### HSML 6295 Session 4 (Cross-Validation and Model Selection) - ANSWERS

#### I. Cross-Validation

We use a data set that I created using the ad-hoc query system wonder.cdc.gov, which accesses large online databases and is maintained by the Centers for Disease Control and Prevention.

This data set includes crude death rates per 100,000 for ages 0-84 for years 2010-2016.

Read in the data set


In [None]:
rates = read.csv("HSML 6295 s4 US Death Rates by Age.csv") 
str(rates)
plot(Death_Rate ~ Age, data = rates, 
     xlab = "Age (Years)", ylab = "Deaths per 100,000")
plot(Death_Rate ~ Age, data = rates, 
     xlab = "Age (Years)", ylab = "Deaths per 100,000", xlim = c(0,30), ylim = c(0,1000))
plot(log(Death_Rate) ~ Age, data = rates, 
     xlab = "Age (Years)", ylab = "log(Deaths per 100,000)")
plot(log(Death_Rate) ~ Age, data = rates, 
     xlab = "Age (Years)", ylab = "log(Deaths per 100,000)", 
     xlim = c(0,30), ylim = c(2,7))


In [None]:
library(boot)

# Set the value of the randomization seed
  set.seed(1)

# Define subset of data frame
  subset = subset(rates, Age >= 0 & Year >= 2016)                   

# Set number of folds
  k=5

# Matrix of MSE results
  (cv.error = rbind(rep(0,10), rep(0,10), rep(0,10)))

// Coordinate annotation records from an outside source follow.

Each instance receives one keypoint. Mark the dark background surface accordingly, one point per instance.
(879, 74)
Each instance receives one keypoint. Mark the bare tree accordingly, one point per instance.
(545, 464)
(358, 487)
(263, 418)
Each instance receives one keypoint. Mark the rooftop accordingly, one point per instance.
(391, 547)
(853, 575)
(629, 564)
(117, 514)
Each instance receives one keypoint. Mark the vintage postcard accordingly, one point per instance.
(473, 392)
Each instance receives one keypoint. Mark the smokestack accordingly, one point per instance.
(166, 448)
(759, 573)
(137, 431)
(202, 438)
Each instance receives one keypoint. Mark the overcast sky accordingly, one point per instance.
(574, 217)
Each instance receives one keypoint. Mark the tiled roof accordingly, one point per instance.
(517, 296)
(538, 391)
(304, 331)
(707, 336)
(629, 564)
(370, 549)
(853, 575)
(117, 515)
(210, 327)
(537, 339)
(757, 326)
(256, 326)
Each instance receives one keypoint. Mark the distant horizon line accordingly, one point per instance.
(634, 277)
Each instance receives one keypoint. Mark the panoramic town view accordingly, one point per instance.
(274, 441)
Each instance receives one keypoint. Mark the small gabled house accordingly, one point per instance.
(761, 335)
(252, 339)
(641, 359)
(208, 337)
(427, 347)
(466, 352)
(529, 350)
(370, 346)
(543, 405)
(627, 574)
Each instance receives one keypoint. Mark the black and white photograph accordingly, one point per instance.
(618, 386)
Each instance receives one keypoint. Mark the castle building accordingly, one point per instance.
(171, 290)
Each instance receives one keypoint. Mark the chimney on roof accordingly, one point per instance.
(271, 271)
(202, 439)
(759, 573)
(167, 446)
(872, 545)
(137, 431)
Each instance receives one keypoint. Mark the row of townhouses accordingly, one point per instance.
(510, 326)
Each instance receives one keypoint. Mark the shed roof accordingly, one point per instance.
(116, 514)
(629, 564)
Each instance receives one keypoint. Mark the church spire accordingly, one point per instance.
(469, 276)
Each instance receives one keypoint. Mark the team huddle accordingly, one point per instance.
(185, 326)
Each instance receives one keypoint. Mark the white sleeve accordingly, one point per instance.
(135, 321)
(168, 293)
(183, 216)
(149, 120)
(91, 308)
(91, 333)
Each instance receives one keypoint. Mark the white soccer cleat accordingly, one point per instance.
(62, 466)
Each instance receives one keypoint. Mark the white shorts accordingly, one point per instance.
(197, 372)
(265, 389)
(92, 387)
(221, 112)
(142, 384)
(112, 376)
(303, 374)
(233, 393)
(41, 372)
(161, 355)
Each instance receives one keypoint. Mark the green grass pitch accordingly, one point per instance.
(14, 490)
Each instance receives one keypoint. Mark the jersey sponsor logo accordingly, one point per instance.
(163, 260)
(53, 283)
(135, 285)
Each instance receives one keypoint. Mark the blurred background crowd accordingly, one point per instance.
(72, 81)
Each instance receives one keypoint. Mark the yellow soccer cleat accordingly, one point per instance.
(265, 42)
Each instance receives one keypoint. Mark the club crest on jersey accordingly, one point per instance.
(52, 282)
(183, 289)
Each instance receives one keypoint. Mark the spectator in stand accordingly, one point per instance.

# Loop over polynomial degrees
for (i in 1:10){
# Fit polynomial on subset
  glm.fit = glm(Death_Rate ~ poly(Age, i), data = subset)         
# Predict response on full data set
  pred = predict(glm.fit, subset)                                 
# Training MSE
  cv.error[1,i] = round(mean((subset$Death_Rate - pred)^2),0)     
# LOOCV Test MSE
  cv.error[2,i] = round(cv.glm(subset, glm.fit)$delta[1],0)       
# K-Fold CV Test MSE
  cv.error[3,i] = round(cv.glm(subset, glm.fit, K=k)$delta[1],0)  
}

# Extract the values of the polynomial degree that minimize the MSEs
arg_min_train = cv.error[1,][which.min(cv.error[1,])]
arg_min_loocv = cv.error[2,][which.min(cv.error[2,])]
arg_min_cv    = cv.error[3,][which.min(cv.error[3,])]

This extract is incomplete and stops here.